Another way to immerse your players is character voices. Not everyone will do these, not everyone can. They are definitely not needed, this is not Critical Role or The Adventure Zone. Every table is different. As someone with verbal dyspraxia, I get it. However it does make some characters more memorable. Also adding to my last point – if you have a character who has an Irish accent, or if they talk like they are trying to say everything in one breath causing their voice to get higher and higher write that down in your personal notes. 

Sometimes patience is needed. Sometimes, you will have players who will zone out during the game due to how their brains are, or maybe it’s difficult for them to be concentrating on the game right there due to personal reasons. You’re going to have players who are fast and will point out a solution you had not anticipated for. There will be disagreements at the table – people can’t get along all the time. Additionally, unless a prerequisite has said otherwise, you will most likely be seen as the de facto leader of however big your table is. They will treat you as such and it sucks. 

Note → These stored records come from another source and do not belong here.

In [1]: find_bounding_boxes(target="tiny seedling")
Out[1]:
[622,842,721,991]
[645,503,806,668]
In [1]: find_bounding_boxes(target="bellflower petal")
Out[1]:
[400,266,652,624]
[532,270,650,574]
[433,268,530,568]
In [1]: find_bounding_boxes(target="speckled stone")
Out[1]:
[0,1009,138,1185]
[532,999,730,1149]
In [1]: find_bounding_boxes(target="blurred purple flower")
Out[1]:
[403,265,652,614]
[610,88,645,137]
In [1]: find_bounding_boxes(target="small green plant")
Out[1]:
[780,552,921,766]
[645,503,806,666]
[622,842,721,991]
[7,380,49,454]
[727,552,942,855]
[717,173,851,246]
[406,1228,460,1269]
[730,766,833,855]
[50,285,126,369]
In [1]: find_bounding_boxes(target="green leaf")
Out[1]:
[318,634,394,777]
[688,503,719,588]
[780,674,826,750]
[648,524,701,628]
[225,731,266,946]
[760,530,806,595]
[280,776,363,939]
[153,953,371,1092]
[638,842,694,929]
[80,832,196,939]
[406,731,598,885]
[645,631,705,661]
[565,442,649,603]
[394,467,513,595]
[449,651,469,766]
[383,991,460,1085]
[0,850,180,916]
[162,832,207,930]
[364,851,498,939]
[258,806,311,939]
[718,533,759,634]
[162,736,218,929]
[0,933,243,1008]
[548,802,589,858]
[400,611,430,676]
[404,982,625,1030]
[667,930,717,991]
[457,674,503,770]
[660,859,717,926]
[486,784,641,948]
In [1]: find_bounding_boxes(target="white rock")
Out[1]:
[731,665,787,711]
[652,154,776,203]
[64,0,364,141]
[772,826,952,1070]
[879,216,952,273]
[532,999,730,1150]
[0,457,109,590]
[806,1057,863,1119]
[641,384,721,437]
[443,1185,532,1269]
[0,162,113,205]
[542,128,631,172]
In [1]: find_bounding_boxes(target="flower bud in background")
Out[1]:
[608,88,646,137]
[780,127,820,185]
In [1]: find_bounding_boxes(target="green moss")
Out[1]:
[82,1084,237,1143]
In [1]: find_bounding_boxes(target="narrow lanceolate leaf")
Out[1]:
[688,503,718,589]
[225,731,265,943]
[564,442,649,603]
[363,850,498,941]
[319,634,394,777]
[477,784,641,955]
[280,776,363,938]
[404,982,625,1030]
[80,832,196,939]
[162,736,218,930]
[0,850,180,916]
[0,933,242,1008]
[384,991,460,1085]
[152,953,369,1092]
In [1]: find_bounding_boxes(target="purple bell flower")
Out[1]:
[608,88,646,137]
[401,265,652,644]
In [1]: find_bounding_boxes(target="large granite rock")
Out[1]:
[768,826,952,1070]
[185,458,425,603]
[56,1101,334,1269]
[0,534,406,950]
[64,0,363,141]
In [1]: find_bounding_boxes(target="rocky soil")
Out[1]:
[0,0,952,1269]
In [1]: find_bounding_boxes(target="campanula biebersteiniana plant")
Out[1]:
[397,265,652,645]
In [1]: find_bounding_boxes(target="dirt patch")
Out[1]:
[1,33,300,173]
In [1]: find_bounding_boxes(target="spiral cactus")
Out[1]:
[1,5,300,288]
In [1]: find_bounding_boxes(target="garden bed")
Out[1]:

Another piece of advice: never tell your player no outright. If they have an idea that doesn’t quite fit then workshop it with them. Try your hardest to compromise. Work with your player to understand what they want to achieve and see if you can work with them and the rules to try and find an alternative. My one player desperately wanted multiple animals throughout the campaign. We eventually agreed that it made sense for her to have an affinity for animals and that she could have a pocket zoo but she could only have one animal out at a time or the magic breaks and they all escape and wander off. 

However, sometimes it’s not you. Sometimes there are bad players. Perhaps they undermine your authority or upset the party. They don’t take your party for granted. Sometimes, and it sucks, because it could be a dear dear friend but cut your losses. That isn’t saying throw them out into the cold; find an amicable way to either explain your decision or break from them in away that will not cause strife with you and the friend. 

Biggest rule:

HAVE FUN – seriously this isn’t a job, you’re meant to be doing this for fun.